Giter Club home page Giter Club logo

chew's Introduction

CHEW

CHEW (cyclic hybrid/homology environmental workflow) is a data analysis pipeline that facilitates accesible metaproteomics database construction and annotation.

To improve accessibility CHEW is constructed as a collection of modular routines. CHEW can be executed as a single script, or if only parts of the CHEW pipeline should be executed, subroutines can be executed instead. For example, if the user only wishes to convert raw to mzML, then the subroutine raw2mzML can be executed.

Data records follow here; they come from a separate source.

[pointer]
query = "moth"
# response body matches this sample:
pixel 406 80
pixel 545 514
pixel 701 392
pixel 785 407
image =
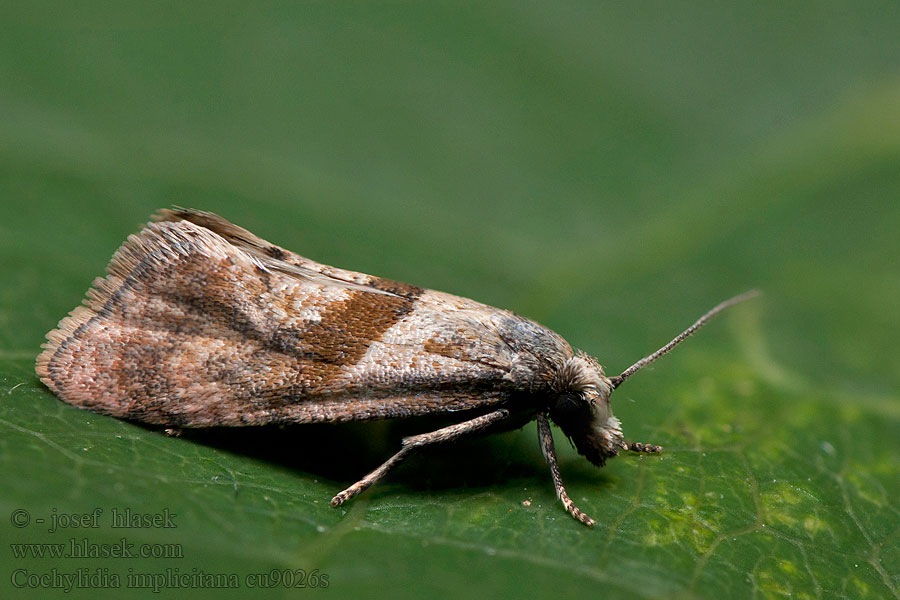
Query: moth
pixel 200 323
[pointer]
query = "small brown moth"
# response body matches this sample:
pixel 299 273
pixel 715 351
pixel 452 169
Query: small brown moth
pixel 200 323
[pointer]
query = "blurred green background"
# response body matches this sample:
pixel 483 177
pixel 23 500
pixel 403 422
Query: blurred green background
pixel 610 170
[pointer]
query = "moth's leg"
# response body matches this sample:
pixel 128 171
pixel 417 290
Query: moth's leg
pixel 546 438
pixel 445 434
pixel 643 448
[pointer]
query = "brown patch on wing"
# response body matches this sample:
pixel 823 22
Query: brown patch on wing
pixel 189 330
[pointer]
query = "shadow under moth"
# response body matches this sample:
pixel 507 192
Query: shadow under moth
pixel 200 323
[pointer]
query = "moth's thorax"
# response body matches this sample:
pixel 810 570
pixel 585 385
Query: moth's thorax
pixel 582 409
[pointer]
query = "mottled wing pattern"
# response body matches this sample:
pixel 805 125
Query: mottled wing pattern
pixel 199 323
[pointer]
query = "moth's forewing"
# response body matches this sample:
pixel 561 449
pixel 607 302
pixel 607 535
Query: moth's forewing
pixel 201 323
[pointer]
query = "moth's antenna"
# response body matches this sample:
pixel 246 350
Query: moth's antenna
pixel 617 380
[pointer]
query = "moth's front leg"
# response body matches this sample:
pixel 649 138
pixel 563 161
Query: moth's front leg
pixel 444 434
pixel 545 436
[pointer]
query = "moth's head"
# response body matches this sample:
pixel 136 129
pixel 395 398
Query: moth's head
pixel 581 409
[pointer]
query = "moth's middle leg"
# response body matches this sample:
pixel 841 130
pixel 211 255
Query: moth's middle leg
pixel 444 434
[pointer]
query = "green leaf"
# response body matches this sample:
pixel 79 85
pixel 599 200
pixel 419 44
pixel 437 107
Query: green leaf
pixel 610 171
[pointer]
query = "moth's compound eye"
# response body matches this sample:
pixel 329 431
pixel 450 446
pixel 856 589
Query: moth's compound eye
pixel 570 407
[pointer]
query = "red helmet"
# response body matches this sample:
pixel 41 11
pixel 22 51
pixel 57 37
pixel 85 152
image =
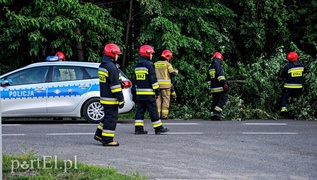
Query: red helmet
pixel 167 54
pixel 61 56
pixel 292 56
pixel 218 55
pixel 146 50
pixel 112 50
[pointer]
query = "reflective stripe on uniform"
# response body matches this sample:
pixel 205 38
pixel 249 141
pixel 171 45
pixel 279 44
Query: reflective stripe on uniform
pixel 116 88
pixel 157 123
pixel 283 109
pixel 141 70
pixel 218 109
pixel 100 126
pixel 218 89
pixel 138 123
pixel 164 81
pixel 287 85
pixel 140 91
pixel 103 71
pixel 109 101
pixel 108 133
pixel 221 78
pixel 296 72
pixel 155 85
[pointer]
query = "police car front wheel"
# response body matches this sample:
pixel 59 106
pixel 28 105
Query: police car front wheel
pixel 93 110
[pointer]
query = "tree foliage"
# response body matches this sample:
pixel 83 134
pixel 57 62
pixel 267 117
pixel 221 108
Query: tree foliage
pixel 253 35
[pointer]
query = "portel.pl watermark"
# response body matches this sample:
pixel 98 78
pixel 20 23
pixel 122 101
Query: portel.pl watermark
pixel 44 162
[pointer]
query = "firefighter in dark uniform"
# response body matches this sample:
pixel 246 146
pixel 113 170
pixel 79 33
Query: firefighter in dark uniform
pixel 147 89
pixel 292 75
pixel 219 86
pixel 111 96
pixel 165 73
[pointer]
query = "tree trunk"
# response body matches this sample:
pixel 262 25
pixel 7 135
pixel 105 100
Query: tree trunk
pixel 79 48
pixel 127 37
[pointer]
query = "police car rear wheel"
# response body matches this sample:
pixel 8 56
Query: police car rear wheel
pixel 93 111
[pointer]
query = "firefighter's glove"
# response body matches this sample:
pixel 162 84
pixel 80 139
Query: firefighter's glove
pixel 121 104
pixel 173 93
pixel 122 84
pixel 226 87
pixel 157 93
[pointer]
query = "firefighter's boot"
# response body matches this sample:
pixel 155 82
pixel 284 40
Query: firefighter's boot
pixel 98 132
pixel 160 130
pixel 112 143
pixel 216 116
pixel 139 130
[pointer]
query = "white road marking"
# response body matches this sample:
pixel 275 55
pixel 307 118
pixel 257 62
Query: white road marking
pixel 183 133
pixel 13 134
pixel 265 124
pixel 269 133
pixel 83 124
pixel 66 134
pixel 186 124
pixel 11 124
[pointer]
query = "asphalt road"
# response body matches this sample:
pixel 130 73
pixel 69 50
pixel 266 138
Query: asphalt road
pixel 195 149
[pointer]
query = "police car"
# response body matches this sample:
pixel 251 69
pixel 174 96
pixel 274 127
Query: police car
pixel 57 89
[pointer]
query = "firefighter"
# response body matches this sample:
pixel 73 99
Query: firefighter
pixel 219 86
pixel 147 89
pixel 292 75
pixel 111 96
pixel 165 73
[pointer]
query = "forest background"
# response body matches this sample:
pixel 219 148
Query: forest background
pixel 253 35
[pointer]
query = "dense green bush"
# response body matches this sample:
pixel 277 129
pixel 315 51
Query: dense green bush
pixel 255 90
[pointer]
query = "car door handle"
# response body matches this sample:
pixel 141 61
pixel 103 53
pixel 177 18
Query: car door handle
pixel 83 86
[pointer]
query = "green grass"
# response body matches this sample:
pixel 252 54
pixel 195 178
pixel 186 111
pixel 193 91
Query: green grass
pixel 30 167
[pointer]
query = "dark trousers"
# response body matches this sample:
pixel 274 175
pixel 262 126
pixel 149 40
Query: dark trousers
pixel 151 106
pixel 219 100
pixel 106 128
pixel 289 92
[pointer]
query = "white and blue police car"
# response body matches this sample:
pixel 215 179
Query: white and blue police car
pixel 57 89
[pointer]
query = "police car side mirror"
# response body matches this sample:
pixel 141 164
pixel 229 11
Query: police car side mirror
pixel 5 82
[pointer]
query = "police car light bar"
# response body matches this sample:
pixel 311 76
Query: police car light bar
pixel 52 58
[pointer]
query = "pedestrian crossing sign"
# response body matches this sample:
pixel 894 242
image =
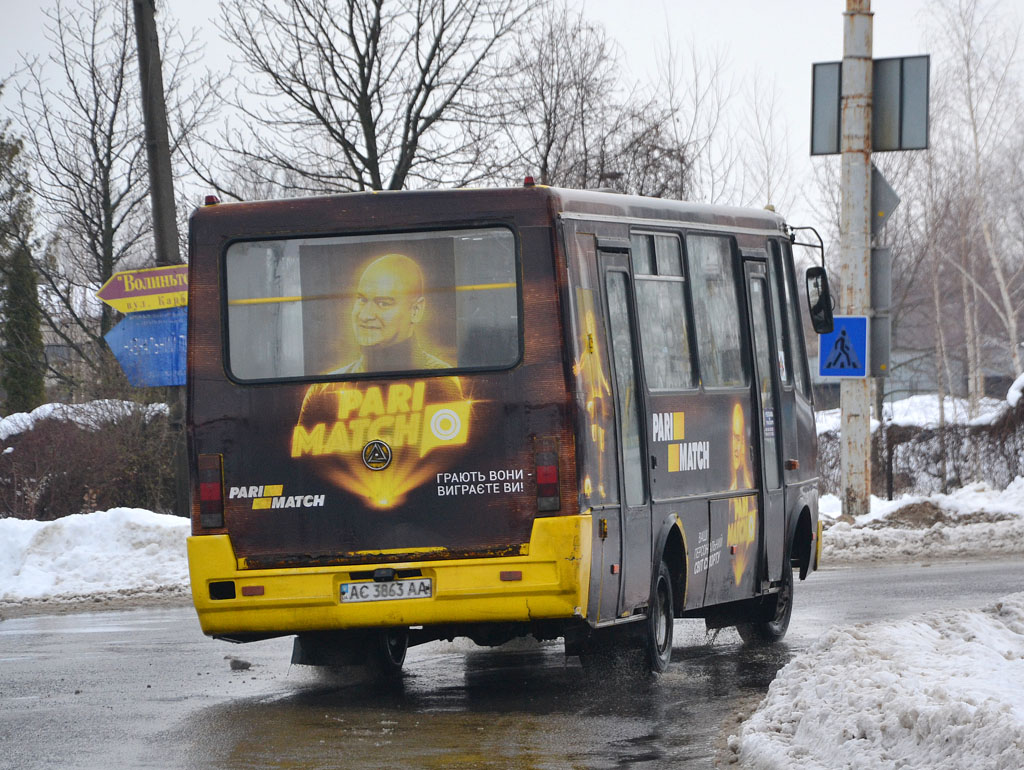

To further improve accessibility, each subroutine can be executed in a variety of ways. A subroutine can be run directly from a python interpreter (Such as Spyder), or a subroutine can be callied from a command line interface. This also means that users can decide which parts of the CHEW pipeline they use in their workflows. For example when the user wants to construct a focused databse from their own custom peplist, if other softwares are used than SMSNet or MSFragger, they can simply run Peplist2finalDB or Peplist2Annotation with their own custom peplist, and only use the latter half of the CHEW pipeline.

Default arguments are listed within the subroutine itself. These can be edited manually, or be supplied from a tabular parameter file. Each of default arguments can also be supplied from the command line, using the same syntax.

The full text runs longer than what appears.